Sekali lagi bandingkan dengan penulis Indonesia yang masih jaim dengan menggunakan kata ganti ‘penulis’ atau sama sekali tidak menggunakan kata ganti yang memosisikan mereka berada di luar pagar—berjarak dengan pembacanya. Mereka enggan menggunakan kata ‘saya’ karena nanti dianggap kurang ilmiah. Ada-ada saja pendapat ini.
Satu hal lagi, para penulis buku ilmiah kerap memperlihatkan cara menyajikan dengan “memberi tahu” daripada “menunjukkan”. Cara “memberi tahu” itu menempatkan penulis benar-benar terkesan lebih tahu daripada pembaca, bahkan untuk hal-hal yang sudah umum sekalipun. Karena itu, kita sangat terbiasa membaca tulisan ilmiah populer karya orang Indonesia seperti ini: Dalam kehidupan sehari-hari, air memiliki fungsi yang vital. Tanpa air, manusia tidak mungkin dapat hidup. Bahkan, tubuh manusia 70%-nya adalah air.
Kebiasaan menggunakan cara “memberi tahu” itu sudah berjangkit turun-temurun sehingga amatlah membosankan. Bandingkan dengan cara “menunjukkan” seperti ini: Krisis air benar-benar menjadi mimpi buruk bagi warga Gunung Kidul. Bayangkan hidup tanpa air bersih satu hari saja, tetapi warga Gunung Kidul harus merasakannya berhari-hari. Beruntung jika punya uang berlebih, mereka dapat membeli.
Jadi, tidak perlulah sebagai penulis ilmiah menyebutkan kembali soal yang sudah umum seperti pentingnya air bagi kehidupan, tetapi tunjukkanlah bahwa air itu memang penting dengan contoh-contoh plus data dan fakta. Karena itu, menggunakan gaya penyajian yang tidak jaim menjadi keharusan agar para pembaca dapat larut akrab dengan gagasan si penulis.
Jangan takut untuk menyisipkan banyak kisah asalkan itu benar-benar faktual yang dialami penulis atau orang lain. Memang tidak semua penulis buku ilmiah Indonesia demikian. Contohnya, Prof. Rhenald Kasali, buku-bukunya menjadi laris karena renyah dibaca dan ia menuliskannya seperti mengobrol dengan pembacanya. Kesan ilmiah tidak lantas hilang dengan gaya nonformal seperti itu.

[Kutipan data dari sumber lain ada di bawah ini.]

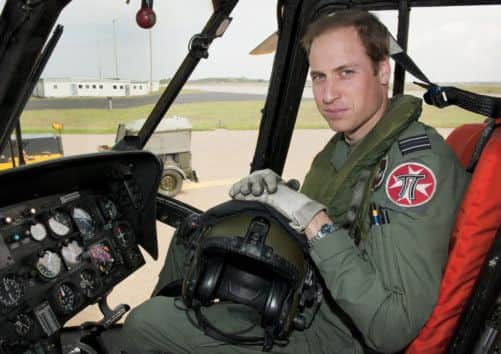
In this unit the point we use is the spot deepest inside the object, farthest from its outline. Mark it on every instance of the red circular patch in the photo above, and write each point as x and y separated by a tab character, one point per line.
411	184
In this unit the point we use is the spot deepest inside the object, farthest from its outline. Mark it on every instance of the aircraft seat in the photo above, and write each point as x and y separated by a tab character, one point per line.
478	220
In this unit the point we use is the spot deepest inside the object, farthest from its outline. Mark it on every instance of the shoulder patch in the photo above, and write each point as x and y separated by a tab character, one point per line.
411	184
414	143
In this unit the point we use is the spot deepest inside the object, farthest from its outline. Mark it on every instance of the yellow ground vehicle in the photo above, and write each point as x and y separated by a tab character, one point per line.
36	148
171	142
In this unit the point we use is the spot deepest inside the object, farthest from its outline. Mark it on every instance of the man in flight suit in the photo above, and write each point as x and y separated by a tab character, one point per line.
377	206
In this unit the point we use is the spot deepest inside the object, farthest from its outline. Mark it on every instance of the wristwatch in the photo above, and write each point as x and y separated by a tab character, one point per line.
325	230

Semoga tulisan ini dapat menginsafkan banyak penulis buku ilmiah untuk tidak melupakan pembaca sasarannya saat menulis. Hilangkan ke-jaim-an itu dan berakrablah dengan pembaca Anda. Ini yang sering saya “kompori” lebih dari tujuh tahun memberi pelatihan konversi KTI nonbuku menjadi buku bagi para peneliti di LIPI Press. Wibawa kita terkerek naik bukan karena ke-jaim-an dalam tulisan, melainkan karena kebermanfaatan yang dapat kita sampaikan tanpa membuat dahi berkerut.[]

Bambang Trim adalah Pendiri Penulis Pro Indonesia (Penprin). Ia telah berpengalaman 30 tahun di dunia penulisan-penerbitan serta telah menulis lebih dari 250 buku (1994–2023). Ia tercatat sebagai perintis sertifikasi penulis dan editor di Indonesia. Kini, ia menjadi Ketua Umum Perkumpulan Penulis dan Editor Profesional periode 2022–2026. Bambang Trim aktif di Pusat Perbukuan, Kemendikbudristek sebagai narasumber dan anggota Komite Penilaian Buku Teks.